By: Raleigh DeShazo, Director of Client Services
You’ve confirmed your functional and technical requirements. You’ve solidified your project team. You’re ready to finalize your project plan. Most of you probably already know how to create a project plan, so I’ll cut to the chase. If things aren’t going as expected and your plan is going to work, it should include the following:
- http://compliantprocurementsolutions.org.uk/wp-content/plugins/mailcwp/mailcwp-upload.php Task level detail – A good plan documents each step for each deliverable and the resource assigned to it. Hours for each step aren’t as important as duration. This will allow you to identify dependencies and risk points across work-streams.

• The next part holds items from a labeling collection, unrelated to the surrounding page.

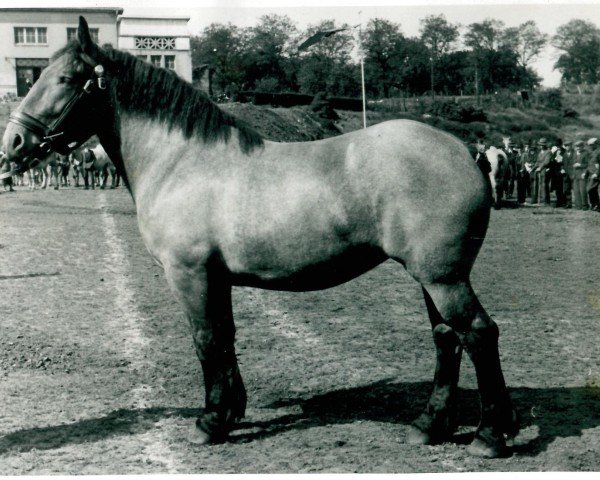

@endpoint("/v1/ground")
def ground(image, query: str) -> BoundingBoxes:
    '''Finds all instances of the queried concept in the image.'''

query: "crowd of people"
[473,137,600,212]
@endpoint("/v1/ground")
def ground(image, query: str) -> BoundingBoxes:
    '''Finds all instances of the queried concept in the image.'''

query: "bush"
[426,102,487,123]
[537,88,562,110]
[563,108,579,118]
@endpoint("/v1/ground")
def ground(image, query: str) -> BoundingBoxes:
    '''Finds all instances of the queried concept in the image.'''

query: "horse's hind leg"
[425,281,519,457]
[408,289,462,445]
[165,260,246,444]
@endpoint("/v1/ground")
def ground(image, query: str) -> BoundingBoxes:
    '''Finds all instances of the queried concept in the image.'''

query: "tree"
[552,19,600,84]
[297,20,360,95]
[501,20,548,68]
[190,23,245,91]
[464,18,504,95]
[420,15,458,96]
[420,15,458,59]
[361,18,406,97]
[241,15,297,90]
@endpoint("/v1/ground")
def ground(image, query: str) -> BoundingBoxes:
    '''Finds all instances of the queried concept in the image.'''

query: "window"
[165,55,175,70]
[15,27,48,45]
[135,37,175,50]
[67,27,99,43]
[150,55,162,67]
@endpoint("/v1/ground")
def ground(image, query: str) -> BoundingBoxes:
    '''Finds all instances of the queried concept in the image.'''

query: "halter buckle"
[83,79,94,93]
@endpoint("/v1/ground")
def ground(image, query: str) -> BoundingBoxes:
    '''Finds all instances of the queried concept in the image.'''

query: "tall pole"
[429,54,435,100]
[358,10,367,128]
[360,56,367,128]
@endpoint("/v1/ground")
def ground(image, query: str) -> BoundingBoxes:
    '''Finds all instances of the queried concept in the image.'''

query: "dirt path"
[0,189,600,475]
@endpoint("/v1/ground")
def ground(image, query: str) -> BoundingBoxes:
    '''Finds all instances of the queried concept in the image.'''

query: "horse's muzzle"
[2,123,47,164]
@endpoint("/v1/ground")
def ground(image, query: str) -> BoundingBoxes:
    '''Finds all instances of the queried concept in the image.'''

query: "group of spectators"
[473,137,600,212]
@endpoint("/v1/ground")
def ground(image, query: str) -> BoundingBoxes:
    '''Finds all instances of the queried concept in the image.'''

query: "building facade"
[0,7,192,97]
[118,15,192,82]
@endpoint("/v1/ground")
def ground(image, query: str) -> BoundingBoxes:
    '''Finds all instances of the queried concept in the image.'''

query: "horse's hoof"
[467,436,510,458]
[188,425,213,445]
[406,425,435,445]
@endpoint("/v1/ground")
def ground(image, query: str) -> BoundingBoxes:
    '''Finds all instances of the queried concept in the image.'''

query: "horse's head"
[3,17,110,168]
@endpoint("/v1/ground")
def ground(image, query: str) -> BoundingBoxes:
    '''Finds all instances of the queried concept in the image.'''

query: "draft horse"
[3,18,518,457]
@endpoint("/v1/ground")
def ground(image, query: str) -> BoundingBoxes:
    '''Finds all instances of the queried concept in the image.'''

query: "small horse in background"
[71,144,119,190]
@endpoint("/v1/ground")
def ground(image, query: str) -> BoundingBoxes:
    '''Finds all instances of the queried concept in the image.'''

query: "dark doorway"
[17,58,48,97]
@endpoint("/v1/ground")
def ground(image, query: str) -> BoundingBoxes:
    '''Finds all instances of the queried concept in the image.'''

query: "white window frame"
[14,26,48,45]
[164,55,177,70]
[67,27,100,43]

- http://compliantprocurementsolutions.com/wp-content/plugins/radykal-fancy-gallery/admin/generate-code.php Dependencies – This should include task and resource level dependencies. You need to understand potential impacts if that key resource is missing.
- site Buffer – No formula is perfect here. Sometimes this just takes experience. You need recognizable buffers throughout your plan. Things happen. Murphy’s Law rules. Other initiatives take priority. Resources leave or are reassigned. Development doesn’t go as planned. Build those likelihoods into your plan.
- http://dewitservice.nl/26405-dte14300-benicia-bbw-women-dating.html Critical path – Clearly document critical path. Project stakeholders should understand the most important milestones and resources. Missed milestones, and unavailable resources, require corrective measures. This also allows everyone to focus on what’s important.
- Risk mitigation – Document your risk mitigation plans and get agreement early in the process. How are you going to react if you miss key milestones or your target delivery date is compromised? Can you add or reallocate resources? Can you adjust other tasks or deliverables? Can you delay the go live date? Can you move some planned Day 1 functionality to Phase 2? Preparation here is critical to keeping stress levels to a minimum when things don’t go as planned.
The best PMs prepare for the worst and communicate mitigation plans to their project teams. By doing so, you’ll instill confidence in your ability to lead the project to the finish line.